Una jueza de Menores de Rosario declaró nulo e inválido un allanamiento de la policía de Santa Fe porque se realizó sin orden judicial, en base a una disposición legislativa reciente promovida por el gobierno provincial.
La determinación muestra las tensiones que existen entre una normativa reciente que es parte de la política criminal del Ejecutivo santafesino y la interpretación de jueces que son los que deben hacer valer las garantías para que un acto policial contra la intimidad sea válido. Lo que estaba en discusión es la validez jurídica del allanamiento a un menor de edad punible que está acusado de participar de una balacera al que se le allanó el domicilio por la normativa de flagrancia vigente.
La defensa cuestionó que se alegara que el implicado estuviera en un hecho flagrante porque entre el episodio en cuestión y la intrusión policial al domicilio transcurrieron doce horas.
La jueza María Dolores Aguirre Guarrochena no cuestionó la investigación que le llevó la fiscal Virginia e incluso tuvo por formulada la imputación.
Pero sí atacó el criterio de la urgencia que acá no existió como para que se solicitara el allanamiento a la autoridad judicial competente. En este caso porque habían pasado doce horas desde que el implicado presuntamente actuó hasta que la policía ingresó sin orden a buscarlo a su vivienda.
También ordenó que se bajara del portal oficial de la provincia de Santa Fe una imagen que mostraba al momento de la detención del menor involucrado.
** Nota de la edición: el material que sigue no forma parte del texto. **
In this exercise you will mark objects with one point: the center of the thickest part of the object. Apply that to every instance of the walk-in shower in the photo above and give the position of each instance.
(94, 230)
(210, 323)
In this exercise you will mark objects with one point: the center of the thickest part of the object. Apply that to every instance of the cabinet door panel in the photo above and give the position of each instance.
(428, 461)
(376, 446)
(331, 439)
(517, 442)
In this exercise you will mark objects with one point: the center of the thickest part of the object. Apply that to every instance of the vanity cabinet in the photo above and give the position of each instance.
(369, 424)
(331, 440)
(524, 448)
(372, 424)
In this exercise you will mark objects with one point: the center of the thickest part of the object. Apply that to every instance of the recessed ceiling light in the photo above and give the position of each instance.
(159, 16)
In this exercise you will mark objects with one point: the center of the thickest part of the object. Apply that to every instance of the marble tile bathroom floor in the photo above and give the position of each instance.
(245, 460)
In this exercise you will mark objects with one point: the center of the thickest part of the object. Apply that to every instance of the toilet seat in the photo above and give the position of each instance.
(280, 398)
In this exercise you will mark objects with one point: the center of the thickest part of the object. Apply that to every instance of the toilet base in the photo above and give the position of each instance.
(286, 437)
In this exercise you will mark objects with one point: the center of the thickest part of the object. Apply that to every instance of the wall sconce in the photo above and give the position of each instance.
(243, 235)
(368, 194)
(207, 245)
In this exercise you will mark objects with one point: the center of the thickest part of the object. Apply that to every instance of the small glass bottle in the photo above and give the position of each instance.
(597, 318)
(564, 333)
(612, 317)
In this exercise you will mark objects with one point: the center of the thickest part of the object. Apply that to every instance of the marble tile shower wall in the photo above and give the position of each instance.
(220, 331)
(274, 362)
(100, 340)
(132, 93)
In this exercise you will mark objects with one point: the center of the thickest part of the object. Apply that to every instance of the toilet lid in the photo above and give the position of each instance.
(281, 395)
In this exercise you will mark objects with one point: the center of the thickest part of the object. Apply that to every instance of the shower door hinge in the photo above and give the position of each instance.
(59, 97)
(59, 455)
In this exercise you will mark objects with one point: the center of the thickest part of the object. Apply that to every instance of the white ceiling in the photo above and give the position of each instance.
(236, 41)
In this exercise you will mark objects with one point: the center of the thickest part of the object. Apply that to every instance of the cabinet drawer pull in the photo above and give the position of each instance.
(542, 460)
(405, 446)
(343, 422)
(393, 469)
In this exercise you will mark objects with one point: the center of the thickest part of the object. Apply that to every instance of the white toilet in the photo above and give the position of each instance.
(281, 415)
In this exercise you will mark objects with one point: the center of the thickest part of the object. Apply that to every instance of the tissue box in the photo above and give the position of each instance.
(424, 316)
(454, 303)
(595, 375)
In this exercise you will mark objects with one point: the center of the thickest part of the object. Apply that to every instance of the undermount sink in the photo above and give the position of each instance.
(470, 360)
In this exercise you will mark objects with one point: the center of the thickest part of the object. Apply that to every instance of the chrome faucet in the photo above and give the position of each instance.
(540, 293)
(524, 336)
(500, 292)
En esta medida aparece un freno a una tendencia que defensores oficiales y privados critican a los jueces santafesinos: avalar todos los pedidos que solicita un Ministerio Público de la Acusación -fiscalías-muy claramente alineada con la política de persecución que promueve el gobierno. Que está encabezado por un gobernador que se manifiesta “antigarantista” pero que viene revestido de una legitimidad en haber bajado los indicadores de delitos de alta violencia.